The araclean command ships with the [cli] extra (pip install 'araclean[cli]'). This page is generated from the CLI definition itself, so it always matches the installed command; see the command-line guide for task-oriented examples.

araclean normalize

Normalize Arabic text from a file or stdin, writing to a file or stdout.

araclean normalize [OPTIONS] [INPUT]

Reads UTF-8 text line by line — from INPUT, or stdin when it is omitted or - — and writes each normalized line to stdout (or --output). The pipeline is built once, then the text streams through it, so input larger than memory is fine. Option values are validated before any input is read; an override that does not apply to the chosen profile is rejected, never a silent no-op.

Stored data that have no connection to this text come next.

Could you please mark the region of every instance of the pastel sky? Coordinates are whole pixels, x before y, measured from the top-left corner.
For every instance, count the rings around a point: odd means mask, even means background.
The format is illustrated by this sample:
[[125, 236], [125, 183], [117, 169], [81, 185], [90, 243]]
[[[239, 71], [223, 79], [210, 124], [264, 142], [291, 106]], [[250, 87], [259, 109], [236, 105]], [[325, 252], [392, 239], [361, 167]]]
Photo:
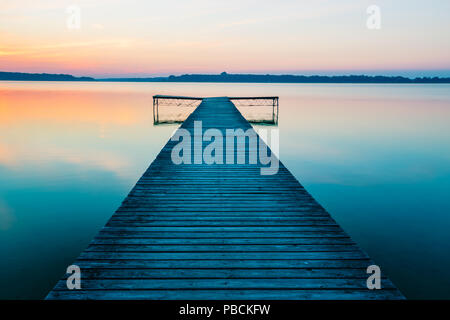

Option Values Default What it does
[INPUT] path Input file; reads stdin if omitted or '-'.
--profile, -p light · search · ml · classical · social light Named profile to apply.
--output, -o path Write to this file instead of stdout.
--jsonl flag false Treat input as JSONL; normalize --field of each record.
--field text text JSON field to normalize in --jsonl mode.
--map-digits / --no-map-digits flag ML: also fold digits to ASCII.
--remove-stopwords / --no-remove-stopwords flag SEARCH: also remove the bundled stopword list (after the folds).
--emoji keep · strip · demojize SOCIAL: keep/strip/demojize.
--elongation-cap integer SOCIAL: max repeated letters kept.
--url-mode delete · placeholder SOCIAL: URL handling.
--url-token text SOCIAL: URL placeholder.
--mention-mode delete · placeholder SOCIAL: @mention handling.
--mention-token text SOCIAL: @mention placeholder.
--hashtag-mode segment · delete · placeholder · keep SOCIAL: segment/delete/placeholder/keep.
--hashtag-token text SOCIAL: #hashtag placeholder.
--teh-marbuta heh · teh · keep SEARCH: fold teh marbuta to heh/teh, or keep.
--tashkeel-classes text SEARCH/ML/SOCIAL: comma-separated mark classes to remove (harakat,tanween,shadda,madda,dagger_alef,quranic).
--collapse-lines / --no-collapse-lines flag Flatten line breaks to spaces, or keep line structure (ADR-0010).

A default means "use the chosen profile's own default for that step".

Exit status

Code Meaning
0 Success.
1 A streaming failure: unreadable input/output, or an invalid --jsonl record (the error names the line number).
2 Invalid options — an unknown profile, knob, or value — or the [cli] extra is not installed. Nothing is read.

Errors go to stderr; normalized text is the only thing written to stdout.